O meu avô falava-me de um homem novo,
de uma terra nova. Ria-se de alegria. «Caíu o fascismo minha filha» disse-me. «Vem
aí a democracia». Era um homem atento, culto e alimentava o sonho de me ver
crescer em liberdade.
Nas minhas terras em África o sonho também
era viver em liberdade numa terra nova feita por e com homens novos.
Vi toda a
família refugiar-se e amontoar-se como podia ao ser obrigada a vir para
Portugal, na maior aflição que o coração pode viver. Fugidos, sacudidos das
suas terras de uma vida inteira.
Ninguém os queria. Nem cá, nem lá. Eram
colonizadores, eram exploradores, eram colonizados, eram gente comum que nenhum
mal fazia e queriam apenas viver em paz e liberdade nas suas terras.
Num processo de fuga de guerras ainda
hoje mal entendidas e mal explicadas. Até hoje, não expurgadas.

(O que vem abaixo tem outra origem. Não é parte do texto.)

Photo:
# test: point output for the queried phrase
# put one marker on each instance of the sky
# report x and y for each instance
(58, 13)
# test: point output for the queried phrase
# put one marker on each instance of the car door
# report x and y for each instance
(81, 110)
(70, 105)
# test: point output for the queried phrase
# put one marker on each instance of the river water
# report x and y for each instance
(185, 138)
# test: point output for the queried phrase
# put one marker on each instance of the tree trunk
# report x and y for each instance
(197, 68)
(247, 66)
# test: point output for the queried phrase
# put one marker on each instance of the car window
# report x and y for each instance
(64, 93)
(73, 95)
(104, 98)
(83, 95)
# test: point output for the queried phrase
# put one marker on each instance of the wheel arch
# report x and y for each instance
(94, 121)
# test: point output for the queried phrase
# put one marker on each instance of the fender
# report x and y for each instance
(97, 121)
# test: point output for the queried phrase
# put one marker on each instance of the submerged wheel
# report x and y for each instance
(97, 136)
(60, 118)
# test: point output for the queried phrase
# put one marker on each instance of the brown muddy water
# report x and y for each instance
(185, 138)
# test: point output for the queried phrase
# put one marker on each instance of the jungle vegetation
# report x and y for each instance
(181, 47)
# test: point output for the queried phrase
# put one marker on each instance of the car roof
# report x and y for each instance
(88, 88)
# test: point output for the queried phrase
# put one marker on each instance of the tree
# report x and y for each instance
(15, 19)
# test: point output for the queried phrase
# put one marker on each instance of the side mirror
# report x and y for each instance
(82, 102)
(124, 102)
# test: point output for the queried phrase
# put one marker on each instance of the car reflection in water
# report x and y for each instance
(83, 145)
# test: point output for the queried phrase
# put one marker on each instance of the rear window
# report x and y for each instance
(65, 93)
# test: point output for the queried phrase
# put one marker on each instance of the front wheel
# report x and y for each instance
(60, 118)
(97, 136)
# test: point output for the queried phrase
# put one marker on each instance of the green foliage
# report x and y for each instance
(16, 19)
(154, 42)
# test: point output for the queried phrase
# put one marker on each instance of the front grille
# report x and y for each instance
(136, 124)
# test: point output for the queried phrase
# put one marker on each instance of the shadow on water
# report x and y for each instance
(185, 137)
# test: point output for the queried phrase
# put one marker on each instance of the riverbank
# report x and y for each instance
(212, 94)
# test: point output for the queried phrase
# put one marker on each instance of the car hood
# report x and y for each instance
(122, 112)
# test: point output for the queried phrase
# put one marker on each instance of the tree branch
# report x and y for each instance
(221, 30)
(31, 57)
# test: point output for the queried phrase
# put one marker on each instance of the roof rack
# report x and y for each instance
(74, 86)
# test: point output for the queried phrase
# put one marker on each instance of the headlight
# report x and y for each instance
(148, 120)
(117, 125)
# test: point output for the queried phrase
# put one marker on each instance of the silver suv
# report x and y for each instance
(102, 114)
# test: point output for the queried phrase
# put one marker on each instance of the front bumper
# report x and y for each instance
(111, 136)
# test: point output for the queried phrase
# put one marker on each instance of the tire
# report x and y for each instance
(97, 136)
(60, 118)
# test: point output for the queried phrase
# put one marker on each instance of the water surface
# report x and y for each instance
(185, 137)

Já não entre irmãos tugas e turras, mas
entre irmãos locais. Mas sempre irmãos.
Começadas pelos “turras” como eram
chamados quando de lá saí muito pequena. Os turras lutavam pela independência
dos seus territórios. Dos irmãos da “metrópole”.
Estes últimos odiavam de igual modo ir
combater aquelas guerras e deixar que a terra se turvasse com mais sangue do
mesmo vermelho. E não ganhavam nada com aquela bestialidade. Nem o dinheiro
chegava.
Cá e lá, cada um conseguiu vencer a sua
batalha. O Império caíu. O fascismo foi vencido, as batalhas fora de portas
terminaram.
Iniciou-se cá uma guerra interna política,
económica, financeira e social. Ainda hoje não vencida.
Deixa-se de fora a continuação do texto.